Lung cancer begins in the lungs and is divided into two main types. There is non-small cell cancer, the most common type of cancer at 80 percent. There is also small cell cancer, which makes up approximately 20 percent of all lung cancer cases. Lung cancers can be a mixed collection of small cell cancer and large cell cancer. Cancer can start elsewhere in the body and is called metastatic lung cancer.

Lung cancer is the deadliest form of cancer for men and women alike. More people die from lung cancer than those who have breast cancer, prostate cancer and colon cancer combined. Lung cancer is a rare disease in those less than 45 years of age. The major cause of lung cancer is, of course, smoking. The more cigarettes smoked per day and the earlier you begin smoking, the greater is your risk of developing lung cancer. Low tar cigarettes are not as dangerous as regular cigarettes. Lung cancer can still occur in those who have never smoked.

Secondhand smoke, which is breathing the smoke of others, increases the change of lung cancer. About 3000 people who have never smoked die each year from lung cancer due to second-hand smoke.

The risk of lung cancer increases with an increased level of air pollution, an increased level of arsenic in drinking water, asbestos exposure, radon gas, radiation therapy to the lungs, family history of lung cancer, and exposure to multiple cancer-causing chemicals.

Symptoms may be minimal in the early stages of the disease. Lung cancer is sometimes just found on x-ray. When you develop symptoms, you often have cough, shortness of blood, coughing up blood, wheezing, loss of appetite and weight loss, and chest pain. You tend to be overwhelmingly tired. In the late stages of lung cancer, you become weak, have swallowing problems, joint pain, clubbing of the nails, hoarseness, pain in the shoulder, swelling of the face or of the arms, eyelid drooping, paralysis of the face and bony pain.
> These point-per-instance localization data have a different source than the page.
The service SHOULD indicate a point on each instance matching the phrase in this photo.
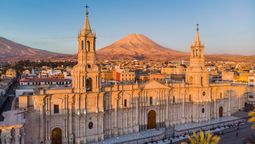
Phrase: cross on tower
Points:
(87, 7)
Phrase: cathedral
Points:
(89, 112)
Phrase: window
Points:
(125, 102)
(89, 84)
(151, 101)
(90, 125)
(88, 45)
(82, 45)
(221, 95)
(190, 79)
(203, 110)
(56, 108)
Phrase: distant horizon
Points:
(226, 28)
(136, 33)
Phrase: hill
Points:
(137, 46)
(12, 51)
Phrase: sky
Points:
(226, 26)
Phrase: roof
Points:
(44, 80)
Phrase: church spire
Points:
(197, 37)
(86, 27)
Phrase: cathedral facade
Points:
(89, 112)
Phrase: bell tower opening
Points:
(151, 121)
(56, 136)
(89, 84)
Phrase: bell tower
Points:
(196, 73)
(86, 74)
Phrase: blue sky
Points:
(226, 26)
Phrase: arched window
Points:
(82, 44)
(56, 108)
(203, 110)
(88, 46)
(190, 80)
(151, 101)
(89, 84)
(56, 136)
(221, 95)
(125, 102)
(190, 97)
(90, 125)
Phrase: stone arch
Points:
(88, 46)
(89, 84)
(221, 111)
(82, 44)
(56, 136)
(190, 79)
(151, 119)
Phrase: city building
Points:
(91, 113)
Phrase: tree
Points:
(203, 138)
(252, 119)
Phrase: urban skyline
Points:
(226, 27)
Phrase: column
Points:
(8, 136)
(3, 137)
(17, 136)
Tests and exams for lung cancer can be difficult. There can be a physical examination showing crackles in the lungs and fluid on the lungs. A chest x-ray can show a diagnosis of lung cancer. An MRI scan, PET scan or CT scan of the chest can further identify the degree of the cancer and can look for metastases. Sputum can be evaluated for cytology, which can show up the cancer cells in some cases.

Confirmation of lung cancer relies on several tests that can be done. These include a bronchoscopy combined with biopsy of the lung tissue; pleural biopsies can be done on peripheral lesions. CT scan directed biopsies can be done using a sterile needle, a mediastinoscopy can be done along with a biopsy and open lung biopsies are possible.

Treatment depends on the type of lung cancer you have. A combination of surgery, chemotherapy and radiation are often used for many types of lung cancer. It has been found that surgery does not help small cell cancer but chemotherapy and radiation do help. Surgery is reserved for large cell or non-small cell cancer.

The prognosis of cancer is much worse in small cell cancer. If the cancer has spread, the prognosis is worse. It is worse if you are older and if your overall health is poor. Some people respond to treatment better than others. The death from lung cancer is still very high. The five year survival rate for lung cancer is about 14-17 percent for women and about 10-13 percent for men. The survival rate for whites is slightly higher than the survival rate for men.